Drohung mit Aufkündigung der Freundschaft
Irak fordert Türkei zur Zusammenarbeit auf

Der Irak hat das Nachbarland Türkei zur Zusammenarbeit aufgefordert, um eine etwaige amerikanische Militäroperation gegen Bagdad zu verhindern.

HB/dpa ANKARA/TEHERAN. Zugleich machte der irakische Vizeregierungschef Tarik Asis am Dienstag nach einem Treffen mit dem türkischen Ministerpräsidenten Bülent Ecevit deutlich, dass Bagdad der Türkei die Freundschaft aufkündigen werde, sollte Ankara den USA bei einem Militärschlag die Benutzung des Luftraumes gestatten. Auf die Frage eines Journalisten, ob der Irak die Türkei in diesem Fall noch als Freund akzeptieren werde, sagte Asis: "Nein, sicher nicht."

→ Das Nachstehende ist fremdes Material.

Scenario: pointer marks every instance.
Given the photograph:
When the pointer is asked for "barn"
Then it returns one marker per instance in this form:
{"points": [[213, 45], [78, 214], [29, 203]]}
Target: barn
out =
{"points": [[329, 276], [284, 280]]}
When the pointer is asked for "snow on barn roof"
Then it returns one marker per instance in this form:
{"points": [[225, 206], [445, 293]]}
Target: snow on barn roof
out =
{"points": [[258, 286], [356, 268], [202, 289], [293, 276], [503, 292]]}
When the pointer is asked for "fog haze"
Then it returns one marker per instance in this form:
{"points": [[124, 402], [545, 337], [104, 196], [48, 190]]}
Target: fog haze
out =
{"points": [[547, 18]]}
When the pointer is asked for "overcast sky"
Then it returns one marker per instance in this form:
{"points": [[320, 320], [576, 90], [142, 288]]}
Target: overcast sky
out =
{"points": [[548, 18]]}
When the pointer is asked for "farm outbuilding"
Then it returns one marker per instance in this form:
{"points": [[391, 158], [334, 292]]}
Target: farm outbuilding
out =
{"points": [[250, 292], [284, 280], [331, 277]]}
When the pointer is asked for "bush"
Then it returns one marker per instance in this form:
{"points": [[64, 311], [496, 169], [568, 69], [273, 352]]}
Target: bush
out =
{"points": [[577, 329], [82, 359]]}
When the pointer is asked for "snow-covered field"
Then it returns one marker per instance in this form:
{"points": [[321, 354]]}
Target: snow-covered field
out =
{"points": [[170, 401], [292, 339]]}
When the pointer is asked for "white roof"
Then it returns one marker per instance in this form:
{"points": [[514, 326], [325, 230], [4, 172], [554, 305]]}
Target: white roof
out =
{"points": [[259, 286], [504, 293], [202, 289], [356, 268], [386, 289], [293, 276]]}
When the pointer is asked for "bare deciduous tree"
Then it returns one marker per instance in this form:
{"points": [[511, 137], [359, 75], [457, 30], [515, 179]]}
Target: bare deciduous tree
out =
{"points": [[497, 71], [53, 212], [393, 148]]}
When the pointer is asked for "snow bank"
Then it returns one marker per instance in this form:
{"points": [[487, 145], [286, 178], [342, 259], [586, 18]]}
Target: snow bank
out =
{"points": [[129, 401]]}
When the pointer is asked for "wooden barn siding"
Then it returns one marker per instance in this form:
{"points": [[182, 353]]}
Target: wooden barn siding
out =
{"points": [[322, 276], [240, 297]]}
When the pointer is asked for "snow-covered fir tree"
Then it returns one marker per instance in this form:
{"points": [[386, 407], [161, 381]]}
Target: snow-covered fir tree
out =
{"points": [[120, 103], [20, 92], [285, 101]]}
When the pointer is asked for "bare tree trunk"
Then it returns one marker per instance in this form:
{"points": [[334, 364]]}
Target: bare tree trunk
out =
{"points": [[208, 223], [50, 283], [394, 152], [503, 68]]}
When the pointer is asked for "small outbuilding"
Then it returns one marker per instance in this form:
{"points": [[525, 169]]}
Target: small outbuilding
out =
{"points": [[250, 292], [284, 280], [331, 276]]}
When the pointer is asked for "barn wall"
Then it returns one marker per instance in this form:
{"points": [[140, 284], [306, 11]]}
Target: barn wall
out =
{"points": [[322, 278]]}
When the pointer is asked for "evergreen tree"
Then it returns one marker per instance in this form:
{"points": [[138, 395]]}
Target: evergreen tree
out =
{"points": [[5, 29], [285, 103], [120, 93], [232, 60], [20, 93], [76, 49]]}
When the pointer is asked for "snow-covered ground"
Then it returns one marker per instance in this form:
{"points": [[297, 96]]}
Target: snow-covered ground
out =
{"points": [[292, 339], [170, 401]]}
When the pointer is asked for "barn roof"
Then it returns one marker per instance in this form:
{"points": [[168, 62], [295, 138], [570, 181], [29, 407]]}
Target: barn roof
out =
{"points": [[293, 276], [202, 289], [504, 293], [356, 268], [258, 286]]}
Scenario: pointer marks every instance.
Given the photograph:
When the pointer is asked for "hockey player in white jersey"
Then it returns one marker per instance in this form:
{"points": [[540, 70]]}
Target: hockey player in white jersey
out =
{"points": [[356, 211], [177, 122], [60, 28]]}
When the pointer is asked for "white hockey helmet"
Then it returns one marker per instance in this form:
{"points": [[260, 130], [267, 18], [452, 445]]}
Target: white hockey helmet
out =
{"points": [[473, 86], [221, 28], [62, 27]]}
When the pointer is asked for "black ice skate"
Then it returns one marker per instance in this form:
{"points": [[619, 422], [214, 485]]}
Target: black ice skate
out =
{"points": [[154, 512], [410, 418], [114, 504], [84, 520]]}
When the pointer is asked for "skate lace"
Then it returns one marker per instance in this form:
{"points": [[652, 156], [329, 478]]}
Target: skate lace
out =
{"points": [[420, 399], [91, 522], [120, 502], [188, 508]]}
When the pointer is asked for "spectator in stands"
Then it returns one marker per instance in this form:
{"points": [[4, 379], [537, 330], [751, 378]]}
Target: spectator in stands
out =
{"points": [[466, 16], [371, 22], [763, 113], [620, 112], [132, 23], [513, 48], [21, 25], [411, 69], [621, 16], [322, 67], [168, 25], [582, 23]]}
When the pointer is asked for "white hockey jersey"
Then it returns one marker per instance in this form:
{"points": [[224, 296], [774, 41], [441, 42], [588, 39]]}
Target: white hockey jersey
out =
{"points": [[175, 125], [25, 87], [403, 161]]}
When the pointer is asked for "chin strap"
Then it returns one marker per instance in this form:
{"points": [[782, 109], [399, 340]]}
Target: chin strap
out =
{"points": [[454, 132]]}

Bagdad und Ankara stimmten darin überein, dass die US-Drohungen gegen den Irak eine Bedrohung für alle Länder der Region und somit auch für die Türkei darstellten, sagte Asis. Nicht nur der Irak, auch die Türkei werde Schaden davontragen, vorrangig auf wirtschaftlichem Gebiet. Er habe Ecevit versichert, dass sich seine Regierung den Beschlüssen des UN-Sicherheitsrates "gänzlich fügen" werde. Der Irak werde den UN-Waffeninspekteuren vollständig behilflich sein, sagte Asis. Die irakische Delegation bei den Gesprächen in Wien sei angewiesen worden, den Inspekteuren entgegenzukommen. Bei den Kontrollen werde sich erweisen, dass es im Irak keine Massenvernichtungswaffen gebe.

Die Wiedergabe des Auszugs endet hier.